Gunbattles rocked the capital of the Congo Republic on Monday, shattering a relative calm that had followed President Denis Sassou Nguesso’s re-election in a disputed poll last month.

The fighting between security forces and unidentified gunmen was some of the worst to hit Brazzaville since 1997, when Sassou Nguesso returned to power after months of urban warfare between rival militia groups in the capital.

He had previously ruled the oil-producing country from 1979 until he lost an election in 1992.

Witnesses said young opposition supporters chanted “Sassou, leave!”, erected barricades near the main roundabout in southern Brazzaville’s Makelekele neighborhood and set fire to the local mayor’s office and police headquarters.

The gunfire broke out in the opposition strongholds of Makelekele and Bacongo at 3 a.m. local time (0200 GMT) and lasted until 6 a.m. It resumed around 8 a.m. and intensified in late morning as military helicopters patrolled southern Brazzaville, witnesses said. Heavy weapons fire could be heard.

Hundreds of residents of southern Brazzaville, some carrying their possessions on their heads, fled their neighborhoods on foot toward the north of the city.

Government officials could not be reached for comment, but state television said people who rejected the president’s victory in the March 20 election were responsible.

“The people woke up this morning in fear because there was gunfire. The reason for that is that there are people who contest these elections,” said a presenter on Tele Congo.


The channel said the government was expected to make a statement on the violence.
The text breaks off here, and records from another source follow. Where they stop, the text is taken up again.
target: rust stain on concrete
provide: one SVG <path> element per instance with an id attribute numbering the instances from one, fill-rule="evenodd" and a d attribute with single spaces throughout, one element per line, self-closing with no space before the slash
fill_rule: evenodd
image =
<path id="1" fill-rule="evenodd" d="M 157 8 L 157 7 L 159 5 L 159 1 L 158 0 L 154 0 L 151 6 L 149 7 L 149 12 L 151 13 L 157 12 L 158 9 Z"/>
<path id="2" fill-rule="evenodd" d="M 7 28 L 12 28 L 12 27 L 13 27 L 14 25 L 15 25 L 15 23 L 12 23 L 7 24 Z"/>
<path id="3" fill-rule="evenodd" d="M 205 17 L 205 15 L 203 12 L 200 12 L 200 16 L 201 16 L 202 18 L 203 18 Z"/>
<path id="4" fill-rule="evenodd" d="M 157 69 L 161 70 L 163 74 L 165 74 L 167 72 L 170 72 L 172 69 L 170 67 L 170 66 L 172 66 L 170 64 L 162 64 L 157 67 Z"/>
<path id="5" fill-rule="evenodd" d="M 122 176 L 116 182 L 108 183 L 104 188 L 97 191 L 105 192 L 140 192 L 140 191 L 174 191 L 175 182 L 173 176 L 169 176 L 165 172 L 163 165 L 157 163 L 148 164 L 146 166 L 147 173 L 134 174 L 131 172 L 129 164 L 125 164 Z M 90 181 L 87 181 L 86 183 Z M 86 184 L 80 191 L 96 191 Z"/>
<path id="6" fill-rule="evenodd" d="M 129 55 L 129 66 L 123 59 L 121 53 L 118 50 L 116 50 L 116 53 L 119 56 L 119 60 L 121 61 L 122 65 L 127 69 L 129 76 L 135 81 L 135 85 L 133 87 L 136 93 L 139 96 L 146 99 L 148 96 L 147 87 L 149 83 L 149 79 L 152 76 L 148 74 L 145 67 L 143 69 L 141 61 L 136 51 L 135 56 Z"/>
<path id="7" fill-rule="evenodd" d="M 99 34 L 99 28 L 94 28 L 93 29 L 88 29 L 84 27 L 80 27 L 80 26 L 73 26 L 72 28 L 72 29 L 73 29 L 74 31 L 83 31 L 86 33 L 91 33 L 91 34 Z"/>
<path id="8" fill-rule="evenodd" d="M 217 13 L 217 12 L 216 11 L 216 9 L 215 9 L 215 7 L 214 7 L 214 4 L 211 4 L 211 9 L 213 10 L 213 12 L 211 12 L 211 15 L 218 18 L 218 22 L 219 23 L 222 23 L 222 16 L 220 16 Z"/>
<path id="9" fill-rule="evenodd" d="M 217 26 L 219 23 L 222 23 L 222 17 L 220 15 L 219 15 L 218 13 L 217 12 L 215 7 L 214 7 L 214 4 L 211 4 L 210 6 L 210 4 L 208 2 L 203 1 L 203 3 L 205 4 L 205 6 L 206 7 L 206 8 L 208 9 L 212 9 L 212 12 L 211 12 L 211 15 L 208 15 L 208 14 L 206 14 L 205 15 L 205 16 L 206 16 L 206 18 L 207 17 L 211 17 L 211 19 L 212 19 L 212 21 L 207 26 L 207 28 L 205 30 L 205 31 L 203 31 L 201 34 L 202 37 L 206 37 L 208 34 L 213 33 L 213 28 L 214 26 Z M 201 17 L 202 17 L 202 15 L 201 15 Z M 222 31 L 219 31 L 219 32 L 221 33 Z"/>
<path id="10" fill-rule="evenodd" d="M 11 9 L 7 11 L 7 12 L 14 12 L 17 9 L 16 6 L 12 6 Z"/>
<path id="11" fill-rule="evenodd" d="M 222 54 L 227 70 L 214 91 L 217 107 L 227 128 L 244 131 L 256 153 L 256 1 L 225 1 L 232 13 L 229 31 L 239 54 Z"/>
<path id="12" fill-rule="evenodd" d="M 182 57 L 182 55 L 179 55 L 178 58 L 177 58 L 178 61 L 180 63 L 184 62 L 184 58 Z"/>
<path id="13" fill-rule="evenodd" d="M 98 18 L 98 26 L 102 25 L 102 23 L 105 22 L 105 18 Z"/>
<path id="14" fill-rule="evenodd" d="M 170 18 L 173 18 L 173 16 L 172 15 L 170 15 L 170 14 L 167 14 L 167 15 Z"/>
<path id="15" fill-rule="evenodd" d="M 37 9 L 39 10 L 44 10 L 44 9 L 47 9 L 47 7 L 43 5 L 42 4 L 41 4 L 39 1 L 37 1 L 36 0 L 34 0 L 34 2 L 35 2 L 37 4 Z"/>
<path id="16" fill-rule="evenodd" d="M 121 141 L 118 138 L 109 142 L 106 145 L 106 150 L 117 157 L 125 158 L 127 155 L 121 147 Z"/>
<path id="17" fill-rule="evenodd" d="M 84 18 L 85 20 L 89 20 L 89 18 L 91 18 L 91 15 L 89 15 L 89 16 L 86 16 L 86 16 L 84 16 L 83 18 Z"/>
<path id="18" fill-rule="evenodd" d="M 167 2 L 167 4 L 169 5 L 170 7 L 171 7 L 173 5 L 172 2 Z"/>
Sassou Nguesso won re-election on March 20 after pushing through constitutional changes in an October referendum to remove age and term limits that would have prevented him from standing again.

At least 18 people were killed by security forces during opposition demonstrations before the referendum.

Opposition candidates say the election was a fraud and have called for a campaign of civil disobedience. A general strike last week was largely observed in southern Brazzaville but ignored in the north of the city, where Sassou Nguesso is popular.

The U.S. State Department said after the election it had received numerous reports of irregularities and criticized the government’s decision to cut all telecommunications including internet services during voting and for days afterwards.

On Monday the U.S. embassy said on its Facebook page there was heavy gunfire and it would provide only limited operations.

There was no immediate comment from the opposition. The father of Guy Kolelas, who came second to Sassou Nguesso in the March election, was a crucial figure in the 1997 civil war and sporadic clashes with the government in the years that followed.